Um único tribunal por distrito, com secções a funcionar em diversos pontos daquela área geográfica, é a base do novo modelo de organização judiciária proposto pelo Ministério da Justiça, a que a agência Lusa teve acesso.

A proposta define que tais secções serão de competência genérica ou especializada, de acordo com «o histórico da procura, as previsões de evolução e as condições de mobilidade do território, e funcionarão na dependência orgânica da estrutura de presidência do tribunal».

O documento refere que esta nova organização terá reflexos na organização judicial e nas secretarias e secções de processos, estando orientada para uma maior mobilidade de recursos (humanos e materiais) e de processos.

A proposta da ministra da Justiça pretende «melhorar o modelo da reorganização dos tribunais e adequá-lo às linhas estruturantes da reforma das leis do processo».

Actualmente existem 308 tribunais judiciais, tendo a reforma de 2008 estabelecido que estes passariam a organizar-se em 39 comarcas.
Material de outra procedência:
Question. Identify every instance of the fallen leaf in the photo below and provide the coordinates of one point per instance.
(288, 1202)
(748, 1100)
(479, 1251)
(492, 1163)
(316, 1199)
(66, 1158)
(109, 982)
Porém, este modelo foi implementado numa área limitada, tendo sido criadas apenas três das 39 novas comarcas inicialmente previstas (Alentejo Litoral, Baixo Vouga e Grande Lisboa-Noroeste).

A nova proposta do MJ prevê a criação de «20 comarcas, com correspondência aos Distritos Administrativos e Regiões Autónomas» e surge como uma simplificação da organização judiciária, mais identificada com a restante organização territorial dos serviços públicos.
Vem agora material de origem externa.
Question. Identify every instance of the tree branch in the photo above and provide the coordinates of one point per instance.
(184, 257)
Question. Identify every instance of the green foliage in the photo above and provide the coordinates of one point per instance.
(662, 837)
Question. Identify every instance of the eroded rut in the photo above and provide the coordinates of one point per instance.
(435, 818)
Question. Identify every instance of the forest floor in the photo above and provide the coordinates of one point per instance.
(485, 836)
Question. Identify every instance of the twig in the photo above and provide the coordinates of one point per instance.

Propõe-se também a criação de uma Instância Central por comarca, que pode ser desdobrada em secção cível e secção criminal, que tramitará essencialmente os processos de maior valor e da competência de tribunal colectivo ou de júri (jurados) e em secções de competência especializada, tendo em conta a oferta pré-existente e o movimento processual, por tipo de processo.

É proposta igualmente a criação de Instâncias Locais, com secções de competência genérica, tendo em conta a oferta pré-existente e o movimento processual.

«Respeitados os limites legais, podem ser deslocalizados postos de trabalho no âmbito da comarca», lê-se no documento de trabalho.

O número de magistrados será definido de forma global para a comarca, podendo o seu trabalho ser prestado em mais do que um ponto.

E, sem prejuízo das regras de competência territorial, qualquer secção deve receber documentos e prestar informação (disponível no sistema informático) sobre processos da competência da comarca.

Pode também tramitar processos, se assim for determinado pelos órgãos de gestão da Comarca.

Face ao modelo de organização judiciária de 2008, mantém-se uma estrutura de gestão composta, regra geral, por um juiz presidente, um procurador coordenador e um administrador judiciário, prevendo-se o alargamento das possibilidades de delegação deste último.

Ponto marcante da proposta, já entregue à troika, é a extinção dos tribunais em que se verifique um movimento processual inferior a 250 processos entrados/ano, privilegiando a proximidade ao cidadão.

A reforma foi pensada dentro das estruturas físicas existentes e sem aumento global dos recursos humanos afectos e, para a definição dos tribunais, foram tidos em consideração os resultados do Censos 2011 relativamente à distribuição da população.

A possibilidade de existência de quatro tribunais de 1ª instância de competência nacional – tribunal Central de Instrução Criminal, Tribunal Marítimo, Tribunal da Propriedade Intelectual, e o Tribunal da Concorrência da Regulação e da Supervisão -, é outra das matérias contempladas no documento.